[Date Prev]   [Date Next] [Thread Prev]   [Thread Next] [Date Index]   [Thread Index]


     Re: portmon too slow

Michael Douglass wrote:
> Part of the problem as I see it is that portmon tends to wait TOO LONG
> for things to timeout when they are down.  Another problem is that
> everything is monitored serially; perhaps having portmon fork off a
> couple of helper children who actually do all of the work and just
> take instructions/return results from/to the parent via pipes.

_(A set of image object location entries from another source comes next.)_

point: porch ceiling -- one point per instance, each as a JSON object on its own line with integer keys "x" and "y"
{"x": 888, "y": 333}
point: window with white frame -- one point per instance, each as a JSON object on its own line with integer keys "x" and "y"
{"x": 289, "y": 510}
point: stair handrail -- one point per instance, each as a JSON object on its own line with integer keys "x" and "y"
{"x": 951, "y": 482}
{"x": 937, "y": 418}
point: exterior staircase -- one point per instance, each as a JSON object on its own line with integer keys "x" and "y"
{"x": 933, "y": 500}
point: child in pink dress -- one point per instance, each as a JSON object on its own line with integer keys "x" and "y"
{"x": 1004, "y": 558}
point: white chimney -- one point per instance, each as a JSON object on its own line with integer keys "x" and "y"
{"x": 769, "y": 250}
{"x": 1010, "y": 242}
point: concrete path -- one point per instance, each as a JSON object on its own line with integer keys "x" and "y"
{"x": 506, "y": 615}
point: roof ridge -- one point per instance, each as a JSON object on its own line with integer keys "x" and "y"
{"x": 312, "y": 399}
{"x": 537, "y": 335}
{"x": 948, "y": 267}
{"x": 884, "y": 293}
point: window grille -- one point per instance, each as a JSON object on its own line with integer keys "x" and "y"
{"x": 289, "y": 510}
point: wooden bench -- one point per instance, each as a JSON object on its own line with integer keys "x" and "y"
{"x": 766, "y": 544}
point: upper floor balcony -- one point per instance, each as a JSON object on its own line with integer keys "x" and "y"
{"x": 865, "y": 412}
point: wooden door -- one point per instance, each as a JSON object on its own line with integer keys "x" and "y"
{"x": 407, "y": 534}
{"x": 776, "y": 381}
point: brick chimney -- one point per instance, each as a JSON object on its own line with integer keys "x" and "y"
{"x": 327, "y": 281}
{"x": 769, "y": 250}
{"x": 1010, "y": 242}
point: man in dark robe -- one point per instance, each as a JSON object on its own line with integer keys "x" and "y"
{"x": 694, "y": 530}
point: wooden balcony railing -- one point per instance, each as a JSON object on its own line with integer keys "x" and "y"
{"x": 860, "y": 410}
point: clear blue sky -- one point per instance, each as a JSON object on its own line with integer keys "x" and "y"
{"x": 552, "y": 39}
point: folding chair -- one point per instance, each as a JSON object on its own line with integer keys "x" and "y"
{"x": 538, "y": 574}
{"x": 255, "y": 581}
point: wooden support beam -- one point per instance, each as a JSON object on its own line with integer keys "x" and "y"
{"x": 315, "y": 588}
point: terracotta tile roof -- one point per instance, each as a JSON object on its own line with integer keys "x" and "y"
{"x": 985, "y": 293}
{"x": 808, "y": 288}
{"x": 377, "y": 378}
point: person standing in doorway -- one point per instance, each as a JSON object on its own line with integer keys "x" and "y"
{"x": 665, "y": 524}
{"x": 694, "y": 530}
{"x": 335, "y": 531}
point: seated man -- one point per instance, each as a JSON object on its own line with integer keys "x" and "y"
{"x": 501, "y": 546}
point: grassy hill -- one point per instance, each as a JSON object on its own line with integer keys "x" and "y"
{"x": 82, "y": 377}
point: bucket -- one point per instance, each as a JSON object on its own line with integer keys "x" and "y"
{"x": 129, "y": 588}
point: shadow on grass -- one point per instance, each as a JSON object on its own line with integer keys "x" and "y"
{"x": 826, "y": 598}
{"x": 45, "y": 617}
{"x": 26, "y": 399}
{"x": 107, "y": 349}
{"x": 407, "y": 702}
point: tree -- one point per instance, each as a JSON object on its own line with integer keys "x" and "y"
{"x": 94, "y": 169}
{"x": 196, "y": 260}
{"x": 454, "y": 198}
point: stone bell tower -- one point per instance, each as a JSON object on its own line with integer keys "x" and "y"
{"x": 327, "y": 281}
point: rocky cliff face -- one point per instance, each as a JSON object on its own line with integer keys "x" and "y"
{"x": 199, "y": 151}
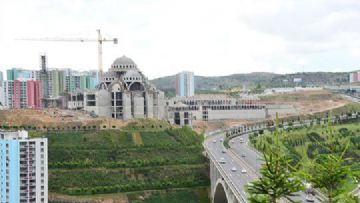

I had rewritten portmon to use a 'select()' loop so that it could monitor
multiple sites in parallel. However, Frank Crawford in an earlier email
mentioned that this was also failing because the last site in the 'batch'
would not be processed for a long time.

However, I am not sure about this- the select() is on all the opened
sockets and is not serial, so unless there is a long time to process the
read data, this delay should not take place (not unless the number of
sites monitored in parallel is very large. For 10-20 sites, this should
not happen).


> Sascha Linn wrote:
> > Subject: portmon and multiple similar servers...
> >
> > hi all,
> >
> > I've got an instance of NOCOL running and I'm trying to monitor a bank
> > of webservers with it. So, in my portmon config I have the following...
> > (IPs changed)
> ...
> > I've manually checked each server and all return identical results.
> >
> > The problem is that protmon only sees the first two servers as up and
> > reports all the rest down. Has anyone seen this before? Does anyone have
> > any suggestions?
> ...

Frank Crawford had written:
> Yes, I've seen this sort of thing before.  The problem is that the portmon
> program in 4.2.2beta2 (and earlier (?)) is broken.  It attempts to run all the
> checks in parallel, but then serialises the returns, causing timeouts in the
> later entries.
> What happens in the code is something like:
> foreach entry
>         open socket
>         send data
> done
> when socket is ready
> do
>         wait for response (including some timeouts)
>         process
>         close socket
> done
> So what the web server sees is a request but the client then hangs for a period
> of time, however, the server has done it's bit, closes the socket and portmon
> ends up with no data.
> The timeouts within the code are of the order of 1-2 seconds, so the final
> entry may expect the socket to remain open for 10-15 seconds.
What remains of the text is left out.